Por CELSO FAVARETTO*
Hélio Oiticica e Lygia Clark tinham em comum um projeto, cultural e político, de “desestetização” da arte
Desde o final dos anos 1950, e mais incisivamente no início dos 60, o projeto comum de Lygia Clark e Hélio Oiticica visava “transformar os processos de arte em sensações de vida”. Levando ao limite a crise da pintura, a desestetização lançava os artistas na busca de um “além-da-arte” que respondesse aos “novos rumos da sensibilidade contemporânea”. As soluções encontradas por eles – na linha dos desenvolvimentos que vinham fazendo sobre as possibilidades abertas pela vertente construtiva da arte moderna – encaminhou-os na realização das complexas relações entre arte e vida. A articulação de construtividade e vivências tinha na ideia de “participação” o centro nevrálgico das transformações que propunham: mais do que estética, a proposição era cultural e política.

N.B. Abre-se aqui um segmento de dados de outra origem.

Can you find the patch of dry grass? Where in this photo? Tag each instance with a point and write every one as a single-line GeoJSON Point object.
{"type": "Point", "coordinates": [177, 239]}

Neste trabalho comum de superação da pintura e destruição de todas as circunscrições artísticas, descobriram suas afinidades. Inicialmente, as proposições são paralelas, mas a partir do “Parangolé”, de Oiticica, e do “Caminhando”, de Lygia, cada um se singulariza nos modos da participação. Em carta a Lygia, Oiticica diz que a “grande inovação” deles estava “exatamente na forma da participação, ou melhor, no sentido dela”. Sublinha que isto os distingue do que se fazia na Europa e nos EUA, talvez porque no Brasil havia uma “barra mais pesada”, “talvez porque os problemas tenham sido checados de modo mais violento”. Alusão, certamente, tanto à repressão e censura do regime militar quanto às reações do sistema de arte do público às suas propostas.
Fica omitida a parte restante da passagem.